One can also make use of the identity
${x}^{n}=\sum _{k}\left(\begin{array}{c}3\\ i\end{array}\right){k}^{i}$
$=0\cdot {k}^{0}+1\cdot {k}^{1}+3\cdot {k}^{2}+1\cdot {k}^{3}$
$=k+3k\left(k-1\right)+k\left(k-1\right)\left(k-2\right)$
Whence
$\frac{{k}^{2}}{\left(k-1\right)!}=\frac{{k}^{3}}{k!}=\frac{k+3k\left(k-1\right)+k\left(k-1\right)\left(k-2\right)}{k!}$
$=\frac{1}{\left(k-1\right)!}+\frac{3}{\left(k-2\right)!}+\frac{1}{\left(k-3\right)!}$,
and summing over l yields 5e as before.

RizerMix

For $\frac{P\left(n\right)}{\left(n-r\right)!}$ where $P\left(n\right)$ is a polynomial.

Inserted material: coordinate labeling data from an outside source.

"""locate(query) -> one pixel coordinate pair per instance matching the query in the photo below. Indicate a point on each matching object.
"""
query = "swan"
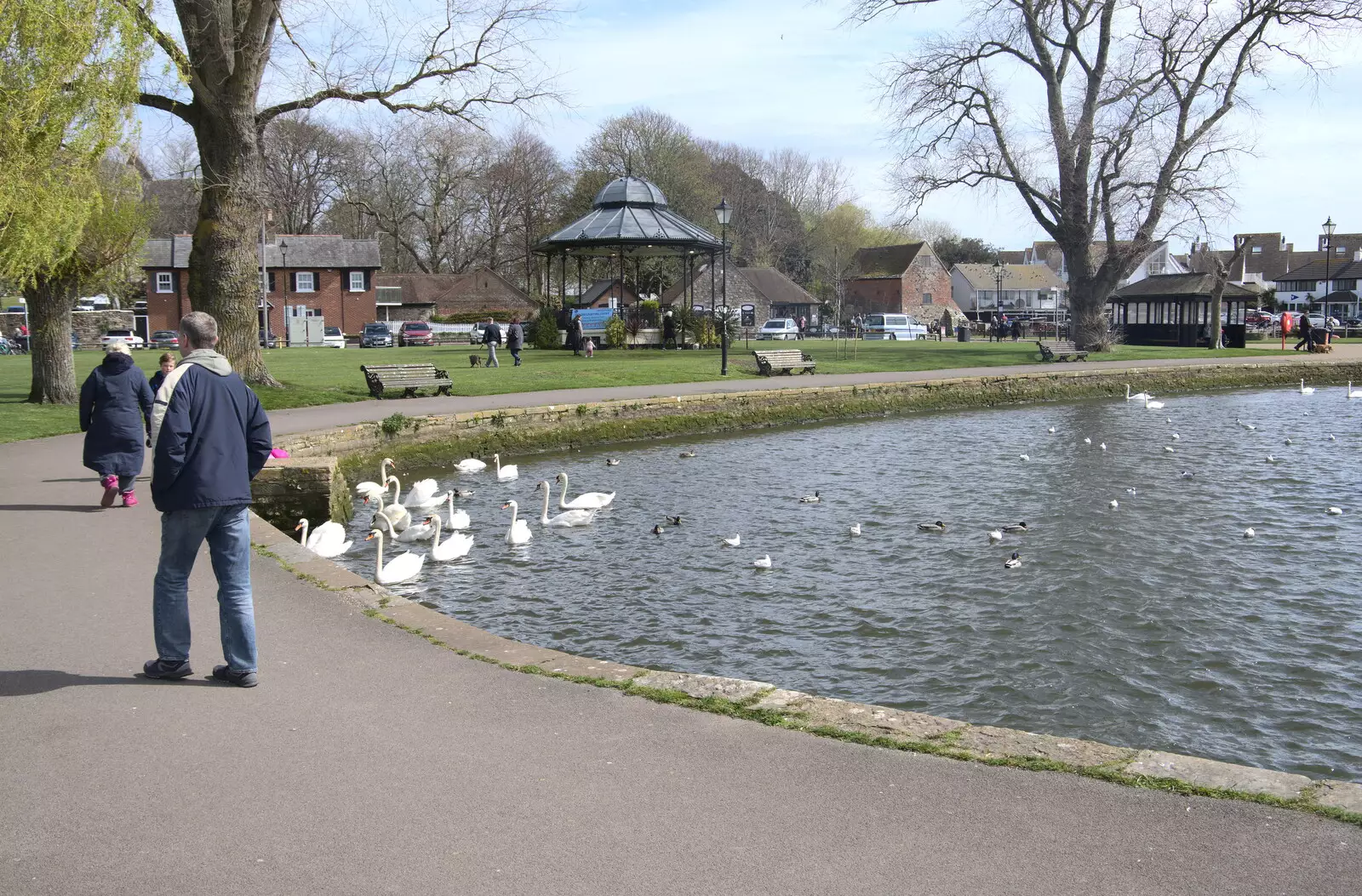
(401, 568)
(507, 473)
(567, 517)
(585, 501)
(1137, 397)
(458, 545)
(326, 541)
(365, 488)
(519, 531)
(458, 519)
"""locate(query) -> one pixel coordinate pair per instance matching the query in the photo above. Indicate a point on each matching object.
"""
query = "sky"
(775, 74)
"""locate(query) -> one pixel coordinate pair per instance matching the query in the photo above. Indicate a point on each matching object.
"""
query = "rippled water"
(1155, 624)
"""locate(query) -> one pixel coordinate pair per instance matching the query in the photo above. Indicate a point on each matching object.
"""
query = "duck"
(585, 501)
(405, 565)
(507, 473)
(458, 545)
(326, 541)
(519, 531)
(567, 519)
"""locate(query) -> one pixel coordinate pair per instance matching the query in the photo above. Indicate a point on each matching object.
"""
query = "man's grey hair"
(199, 330)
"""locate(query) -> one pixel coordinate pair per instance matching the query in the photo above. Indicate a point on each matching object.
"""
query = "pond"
(1153, 624)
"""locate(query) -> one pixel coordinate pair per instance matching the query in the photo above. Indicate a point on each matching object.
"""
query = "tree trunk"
(49, 342)
(224, 263)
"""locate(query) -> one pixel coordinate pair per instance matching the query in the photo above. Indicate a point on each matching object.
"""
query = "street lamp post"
(724, 213)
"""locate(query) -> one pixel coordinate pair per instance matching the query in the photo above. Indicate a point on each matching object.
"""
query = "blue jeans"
(228, 531)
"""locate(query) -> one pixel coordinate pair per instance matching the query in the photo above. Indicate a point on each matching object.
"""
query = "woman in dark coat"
(115, 417)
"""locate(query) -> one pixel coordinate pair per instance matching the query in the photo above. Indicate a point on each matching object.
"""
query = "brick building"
(902, 279)
(333, 277)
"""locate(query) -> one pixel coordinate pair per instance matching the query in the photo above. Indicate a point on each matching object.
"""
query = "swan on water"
(507, 473)
(326, 541)
(569, 517)
(519, 531)
(585, 501)
(401, 568)
(458, 544)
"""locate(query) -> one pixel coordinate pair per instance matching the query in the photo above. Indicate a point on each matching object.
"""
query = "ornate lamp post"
(724, 213)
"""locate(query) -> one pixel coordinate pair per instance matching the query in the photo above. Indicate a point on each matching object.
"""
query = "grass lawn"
(324, 376)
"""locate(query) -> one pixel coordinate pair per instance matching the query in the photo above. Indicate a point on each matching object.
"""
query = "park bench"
(409, 378)
(1062, 351)
(783, 360)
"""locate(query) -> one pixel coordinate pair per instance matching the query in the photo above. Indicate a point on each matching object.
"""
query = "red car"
(415, 333)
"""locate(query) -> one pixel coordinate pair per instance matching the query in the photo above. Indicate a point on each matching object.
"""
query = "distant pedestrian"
(209, 439)
(115, 417)
(160, 376)
(492, 338)
(515, 340)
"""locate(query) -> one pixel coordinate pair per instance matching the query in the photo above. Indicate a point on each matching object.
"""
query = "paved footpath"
(369, 762)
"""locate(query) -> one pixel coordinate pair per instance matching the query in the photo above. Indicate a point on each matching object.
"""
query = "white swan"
(326, 541)
(401, 568)
(585, 501)
(1137, 397)
(565, 519)
(519, 531)
(458, 544)
(507, 473)
(458, 519)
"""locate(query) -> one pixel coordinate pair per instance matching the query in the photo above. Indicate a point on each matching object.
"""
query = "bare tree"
(460, 65)
(1132, 127)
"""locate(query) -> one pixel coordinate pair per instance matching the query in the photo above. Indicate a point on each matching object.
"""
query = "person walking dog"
(209, 439)
(115, 415)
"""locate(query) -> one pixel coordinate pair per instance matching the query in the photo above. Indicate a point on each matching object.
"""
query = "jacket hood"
(209, 360)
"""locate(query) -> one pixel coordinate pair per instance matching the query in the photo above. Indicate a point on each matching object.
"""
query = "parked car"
(376, 335)
(894, 327)
(165, 340)
(415, 333)
(126, 337)
(780, 328)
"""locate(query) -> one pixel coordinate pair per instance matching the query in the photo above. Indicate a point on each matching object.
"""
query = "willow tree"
(1109, 120)
(460, 63)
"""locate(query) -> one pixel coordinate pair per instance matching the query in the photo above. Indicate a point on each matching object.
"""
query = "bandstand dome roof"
(630, 215)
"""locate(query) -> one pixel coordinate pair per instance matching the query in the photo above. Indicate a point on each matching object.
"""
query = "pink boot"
(111, 490)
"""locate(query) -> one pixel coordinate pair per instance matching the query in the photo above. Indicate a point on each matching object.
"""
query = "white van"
(894, 327)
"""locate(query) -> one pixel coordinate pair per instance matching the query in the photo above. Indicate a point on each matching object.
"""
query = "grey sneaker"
(240, 680)
(167, 669)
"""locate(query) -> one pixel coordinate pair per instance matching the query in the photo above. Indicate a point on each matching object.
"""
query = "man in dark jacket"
(515, 340)
(209, 439)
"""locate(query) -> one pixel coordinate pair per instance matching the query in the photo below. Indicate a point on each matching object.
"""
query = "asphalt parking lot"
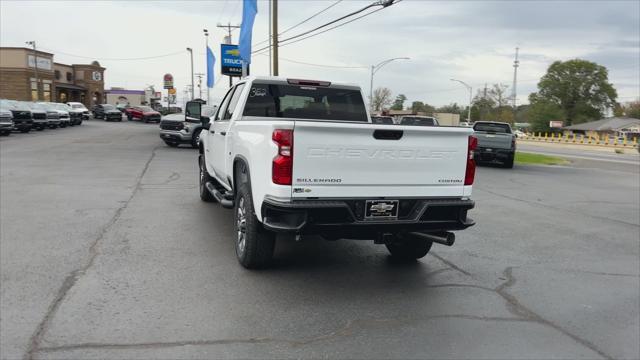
(107, 252)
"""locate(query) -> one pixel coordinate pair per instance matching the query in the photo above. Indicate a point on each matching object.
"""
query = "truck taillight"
(282, 167)
(470, 173)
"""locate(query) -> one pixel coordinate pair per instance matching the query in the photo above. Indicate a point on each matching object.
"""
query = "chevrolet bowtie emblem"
(381, 207)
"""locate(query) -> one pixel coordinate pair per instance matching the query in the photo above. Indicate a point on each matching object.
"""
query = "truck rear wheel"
(254, 244)
(409, 248)
(508, 163)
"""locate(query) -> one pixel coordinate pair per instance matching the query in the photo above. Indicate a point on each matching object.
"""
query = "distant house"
(609, 127)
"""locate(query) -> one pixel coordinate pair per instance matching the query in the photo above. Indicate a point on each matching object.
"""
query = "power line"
(302, 22)
(320, 65)
(384, 4)
(115, 59)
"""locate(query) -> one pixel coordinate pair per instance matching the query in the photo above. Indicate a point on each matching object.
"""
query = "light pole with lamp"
(190, 50)
(470, 96)
(206, 36)
(374, 69)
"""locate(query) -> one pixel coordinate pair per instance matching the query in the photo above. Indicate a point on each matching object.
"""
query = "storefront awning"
(70, 87)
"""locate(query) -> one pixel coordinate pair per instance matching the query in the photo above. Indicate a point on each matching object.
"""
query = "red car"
(142, 113)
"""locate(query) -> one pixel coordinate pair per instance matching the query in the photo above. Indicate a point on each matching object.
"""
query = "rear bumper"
(343, 218)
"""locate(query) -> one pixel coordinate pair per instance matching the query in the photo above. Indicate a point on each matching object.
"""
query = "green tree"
(581, 88)
(632, 109)
(540, 112)
(417, 106)
(398, 103)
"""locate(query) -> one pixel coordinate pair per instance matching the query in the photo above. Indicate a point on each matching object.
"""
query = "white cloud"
(471, 41)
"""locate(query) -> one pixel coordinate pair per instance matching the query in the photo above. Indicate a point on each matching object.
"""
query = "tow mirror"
(193, 111)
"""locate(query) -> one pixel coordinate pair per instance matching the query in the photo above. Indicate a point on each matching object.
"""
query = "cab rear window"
(492, 128)
(305, 102)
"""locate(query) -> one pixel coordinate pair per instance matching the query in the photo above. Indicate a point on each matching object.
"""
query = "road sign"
(168, 81)
(231, 63)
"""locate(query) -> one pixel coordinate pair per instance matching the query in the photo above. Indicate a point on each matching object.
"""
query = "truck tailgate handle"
(388, 134)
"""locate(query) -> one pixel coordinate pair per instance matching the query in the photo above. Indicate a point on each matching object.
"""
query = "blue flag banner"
(211, 60)
(249, 11)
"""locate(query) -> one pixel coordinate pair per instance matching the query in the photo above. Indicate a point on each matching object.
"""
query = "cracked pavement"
(107, 252)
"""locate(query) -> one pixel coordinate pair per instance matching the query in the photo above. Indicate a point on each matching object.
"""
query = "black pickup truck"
(496, 142)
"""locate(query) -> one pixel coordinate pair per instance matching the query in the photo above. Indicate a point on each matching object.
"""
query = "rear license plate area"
(381, 209)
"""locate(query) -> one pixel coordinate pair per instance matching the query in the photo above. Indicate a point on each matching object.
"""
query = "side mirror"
(193, 110)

If the degree of $P\left(n\right)$ is $m>0$, we can write $P\left(n\right)={A}_{0}+{A}_{1}\left(n-r\right)+{A}_{2}\left(n-r\right)\left(n-r-1\right)+...+{A}_{m}\left(n-r\right)\left(n-r-1\right)...\left\{\left(n-r\right)-\left(m-1\right)\right\}$ Here ${k}^{2}=C+B\left(k-1\right)+A\left(k-1\right)\left(k-2\right)$ Putting $k=1$ in the above identity, $C=1$ $k=0⇒2A-B+C=0,2A=B-C=3-1⇒A=1$ or comparing the coefficients of So, $\frac{{k}^{2}}{\left(k-1\right)!}=\frac{\left(k-1\right)\left(k-2\right)+3\left(k-1\right)+1}{\left(k-1\right)!}=\frac{1}{\left(k-3\right)!}+\frac{3}{\left(k-2\right)!}+\frac{1}{\left(k-1\right)!}$ $\sum _{k=1}^{\mathrm{\infty }}\frac{{k}^{2}}{\left(k-1\right)!}=\sum _{k=1}^{\mathrm{\infty }}\left(\frac{1}{\left(k-3\right)!}+\frac{3}{\left(k-2\right)!}+\frac{1}{\left(k-1\right)!}$ $\sum _{k=1}^{\mathrm{\infty }}\frac{{k}^{2}}{\left(k-1\right)!}=\sum _{k=1}^{\mathrm{\infty }}\left(\frac{\left(k-1\right)\left(k-2\right)+3\left(k-1\right)+1}{\left(k-1\right)!}\right)$ $=\sum _{k=3}^{\mathrm{\infty }}\frac{1}{\left(k-3\right)!}+\sum _{k=2}^{\mathrm{\infty }}\frac{3}{\left(k-2\right)!}+\sum _{k=1}^{\mathrm{\infty }}\frac{1}{\left(k-1\right)!}$ as $\frac{1}{\left(-r\right)!}=0$ for $r>0$ $=e+3e+e=5e$